Hidrojen, ağır hizmet araçları için giderek daha cazip bir yakıt alternatifi haline geliyor. Hidrojenle çalışan araçlar, egzoz olarak sadece su buharı salıyor ve eğer hidrojen yenilenebilir enerji kullanılarak üretilirse, tamamen karbondioksit emisyonlarından arındırılmış oluyor. Bataryayla çalışan elektrikli araçların aksine, hidrojenle çalışan araçlar elektrik şebekesine yük bindirmek zorunda değil; çünkü hidrojen, elektrik ucuz olduğunda üretilebilir ve depolanabilir. Bu araçların itici gücü ise “yakıt hücresi” adı verilen bir cihazdan geliyor. Ancak, yakıt hücreleri, bileşenlerinin (örneğin elektrotlar ve membranlar) zamanla bozulması nedeniyle nispeten kısa bir ömre sahip. Chalmers Teknoloji Üniversitesi’ndeki son çalışma, bu soruna çözüm bulmayı hedefliyor.

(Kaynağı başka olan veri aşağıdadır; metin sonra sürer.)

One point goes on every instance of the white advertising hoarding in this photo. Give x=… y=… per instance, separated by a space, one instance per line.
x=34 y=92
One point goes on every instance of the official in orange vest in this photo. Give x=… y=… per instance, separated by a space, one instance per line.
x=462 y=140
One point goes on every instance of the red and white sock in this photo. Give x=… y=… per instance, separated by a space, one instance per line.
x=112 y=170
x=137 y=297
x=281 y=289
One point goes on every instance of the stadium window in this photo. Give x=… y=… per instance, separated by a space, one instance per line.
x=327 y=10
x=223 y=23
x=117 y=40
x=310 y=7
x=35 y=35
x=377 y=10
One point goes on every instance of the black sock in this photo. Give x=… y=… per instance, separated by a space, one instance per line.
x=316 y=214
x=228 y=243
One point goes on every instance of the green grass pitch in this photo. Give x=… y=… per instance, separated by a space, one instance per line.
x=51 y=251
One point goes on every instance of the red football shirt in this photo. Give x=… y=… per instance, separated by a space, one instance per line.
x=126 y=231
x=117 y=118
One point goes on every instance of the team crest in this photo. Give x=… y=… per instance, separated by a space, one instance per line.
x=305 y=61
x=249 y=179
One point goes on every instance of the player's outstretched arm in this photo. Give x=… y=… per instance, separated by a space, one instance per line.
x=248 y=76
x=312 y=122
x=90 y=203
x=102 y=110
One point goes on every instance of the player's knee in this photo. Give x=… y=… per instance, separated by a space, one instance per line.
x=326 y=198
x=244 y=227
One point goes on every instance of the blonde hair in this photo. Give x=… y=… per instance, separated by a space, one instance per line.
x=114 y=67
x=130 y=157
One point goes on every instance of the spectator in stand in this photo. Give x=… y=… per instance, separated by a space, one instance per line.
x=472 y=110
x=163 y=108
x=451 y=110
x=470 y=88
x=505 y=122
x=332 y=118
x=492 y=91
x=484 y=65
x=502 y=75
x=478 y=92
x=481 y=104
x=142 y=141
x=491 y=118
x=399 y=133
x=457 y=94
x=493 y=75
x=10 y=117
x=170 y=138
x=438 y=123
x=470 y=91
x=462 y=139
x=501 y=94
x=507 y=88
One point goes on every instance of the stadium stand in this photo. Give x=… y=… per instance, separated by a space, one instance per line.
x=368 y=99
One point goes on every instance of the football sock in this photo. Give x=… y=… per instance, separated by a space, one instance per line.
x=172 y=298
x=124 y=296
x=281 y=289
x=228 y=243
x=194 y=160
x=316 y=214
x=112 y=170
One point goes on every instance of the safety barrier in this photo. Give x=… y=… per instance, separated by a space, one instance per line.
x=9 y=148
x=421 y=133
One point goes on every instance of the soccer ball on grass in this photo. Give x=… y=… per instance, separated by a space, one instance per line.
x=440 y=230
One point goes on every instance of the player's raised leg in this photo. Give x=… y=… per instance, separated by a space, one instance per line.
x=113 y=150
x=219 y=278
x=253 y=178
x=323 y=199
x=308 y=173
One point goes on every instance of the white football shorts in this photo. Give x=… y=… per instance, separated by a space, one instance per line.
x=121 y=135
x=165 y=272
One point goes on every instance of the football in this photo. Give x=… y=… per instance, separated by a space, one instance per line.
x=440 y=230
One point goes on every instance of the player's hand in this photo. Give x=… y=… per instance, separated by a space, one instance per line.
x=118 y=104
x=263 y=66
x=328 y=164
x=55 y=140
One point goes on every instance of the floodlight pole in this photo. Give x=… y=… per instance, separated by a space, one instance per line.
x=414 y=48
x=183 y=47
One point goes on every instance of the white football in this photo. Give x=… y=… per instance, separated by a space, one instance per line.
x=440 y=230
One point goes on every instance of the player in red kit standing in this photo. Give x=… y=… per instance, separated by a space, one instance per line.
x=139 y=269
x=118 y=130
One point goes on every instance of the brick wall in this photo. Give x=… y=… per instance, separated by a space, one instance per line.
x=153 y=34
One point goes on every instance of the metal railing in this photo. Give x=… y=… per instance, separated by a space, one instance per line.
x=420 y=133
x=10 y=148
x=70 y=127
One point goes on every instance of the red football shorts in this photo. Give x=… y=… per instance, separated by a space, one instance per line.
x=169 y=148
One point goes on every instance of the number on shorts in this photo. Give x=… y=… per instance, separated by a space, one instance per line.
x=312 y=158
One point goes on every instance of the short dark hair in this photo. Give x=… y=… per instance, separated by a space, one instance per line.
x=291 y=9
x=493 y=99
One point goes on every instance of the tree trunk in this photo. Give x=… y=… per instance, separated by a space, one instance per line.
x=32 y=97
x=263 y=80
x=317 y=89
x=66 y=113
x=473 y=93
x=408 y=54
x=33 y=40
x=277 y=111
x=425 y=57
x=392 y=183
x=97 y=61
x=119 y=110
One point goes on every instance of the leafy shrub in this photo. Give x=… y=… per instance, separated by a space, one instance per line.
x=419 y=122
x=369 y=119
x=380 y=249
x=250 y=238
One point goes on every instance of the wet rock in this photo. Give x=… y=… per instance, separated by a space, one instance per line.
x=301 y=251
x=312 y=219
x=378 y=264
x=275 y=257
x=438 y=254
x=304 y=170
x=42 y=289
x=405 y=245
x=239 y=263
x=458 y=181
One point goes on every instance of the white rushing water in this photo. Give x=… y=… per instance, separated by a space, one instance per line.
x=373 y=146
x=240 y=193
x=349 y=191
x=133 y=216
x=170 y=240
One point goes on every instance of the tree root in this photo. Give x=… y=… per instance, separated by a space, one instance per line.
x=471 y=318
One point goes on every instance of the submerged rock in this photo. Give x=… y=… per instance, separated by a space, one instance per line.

Yeni Deneysel Yöntem ile Daha İyi Anlama

Chalmers Teknoloji Üniversitesi’ndeki araştırmacılar, yakıt hücrelerinin yaşlanmasını etkileyen faktörleri, kullanım sırasında belirli bir parçacığı izleyerek incelemek için yeni bir yöntem geliştirdiler. Araştırma ekibi, yakıt hücresini belirli aralıklarla parçalayarak tüm hücreyi incelemeyi başardı. İleri seviye elektron mikroskopları kullanarak, katot elektrodunun belirli bölgelerde kullanım döngüleri sırasında nasıl bozulduğunu izleyebildiler. Bu yenilikçi yöntem, yakıt hücrelerinin çalışma ömrünü uzatmak için kritik bilgiler sunuyor.

Chalmers Üniversitesi Fizik Bölümü’nde Doçent olan araştırma lideri Björn Wickman, “Yakıt hücresinin sökülüp incelenmesinin performansı etkileyeceği daha önce varsayılıyordu, ancak bu varsayımın doğru olmadığı ortaya çıktı, bu da şaşırtıcı,” diyerek bu yöntemin önemini vurguladı.

Araştırma ekibinden doktora öğrencisi Linnéa Strandberg ise, “Yakıt hücresinin kullanım sonrası nasıl yaşlandığını sadece görmek yerine, şimdi ara aşamayı da inceleyebildik. Belirli bir bölgede seçilen tek bir parçacığı takip edebilmek, bozulma süreçlerini çok daha iyi anlamamızı sağladı. Bu süreçler hakkındaki daha fazla bilgi, yakıt hücreleri için yeni malzemeler tasarlama veya yakıt hücresinin kontrolünü ayarlama yolunda önemli bir adımdır,” dedi.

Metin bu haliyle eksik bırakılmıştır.